Waking up early feels good when you have the freedom to make the choice to wake up late. I wake up early because it can give me plenty of time to get ready, have a leisurely breakfast at the hotel and head out to a bright, sunny, cheerful morning. But neither museums nor shops are open before 10 am. Mostly. So that gives me time to take a stroll on streets which are considerably less crowded that early. When it’s evening and throngs of people are on popular streets, strolling isn’t as much fun. Especially not when it’s raining, which it eventually did that night. Not fun. I may have almost taken out an eye or two with my umbrella as I strode down Via del Corso, trying to get to a quieter space.
During the day, the Roma Pass allowed me to skip the long lines when revisiting the Colosseum and Roman Forum. Those open as early as 8:30 am. The Pass also gave me three days of unlimited travel in the city’s subway and buses, but I walked everywhere, so I didn’t use that.
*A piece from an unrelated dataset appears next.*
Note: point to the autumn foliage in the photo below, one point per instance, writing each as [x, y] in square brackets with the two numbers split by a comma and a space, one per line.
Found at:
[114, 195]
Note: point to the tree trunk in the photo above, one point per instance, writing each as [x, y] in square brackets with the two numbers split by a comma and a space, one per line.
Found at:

But I used it for the Capitoline Museum and for a discount on the Baths of Caracalla which I really wanted to see.
They were amazing. I was surprised by how huge the structures were, how large an area they covered, and the mosaic floors! Real mosaic covered the floors of the giant public baths. How painstakingly they must have been placed. They didn’t do a half-hearted job at anything. There once were statues within that building and different rooms for cold baths, warm baths and hot baths. Baths created for the public, for the people of Rome. Just like the baths in Pompeii–which were built 2000 years ago!–these baths were centrally heated. Central heating in those times! Can you imagine that?! It surprises me, really, to know what they were capable of all those centuries and, in the case of Pompeii, millenia ago.
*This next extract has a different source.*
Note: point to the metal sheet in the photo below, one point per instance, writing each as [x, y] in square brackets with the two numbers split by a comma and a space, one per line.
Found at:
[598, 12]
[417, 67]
After visiting the Capitoline Museum I stopped at the top of the steps leading up to it from Piazza Venezia and looked at the blue sky. There were clouds floating about here and there, but, my goodness, it was a gorgeous sky. I wondered why it’s so much more noticeable here. Is it because being on vacation makes everything more beautiful? Or is it because we don’t take the time or have the time to look up for a moment and enjoy that beauty? There are lots of tall buildings in big metropolitan cities, yes, but what about when we’re in suburbs with not-so-tall houses around? Or when we’re driving through open fields? Do we just not notice it? I stood there, taking it in, sighing, inaudibly exclaiming at the sight. Not the man-made ones this time.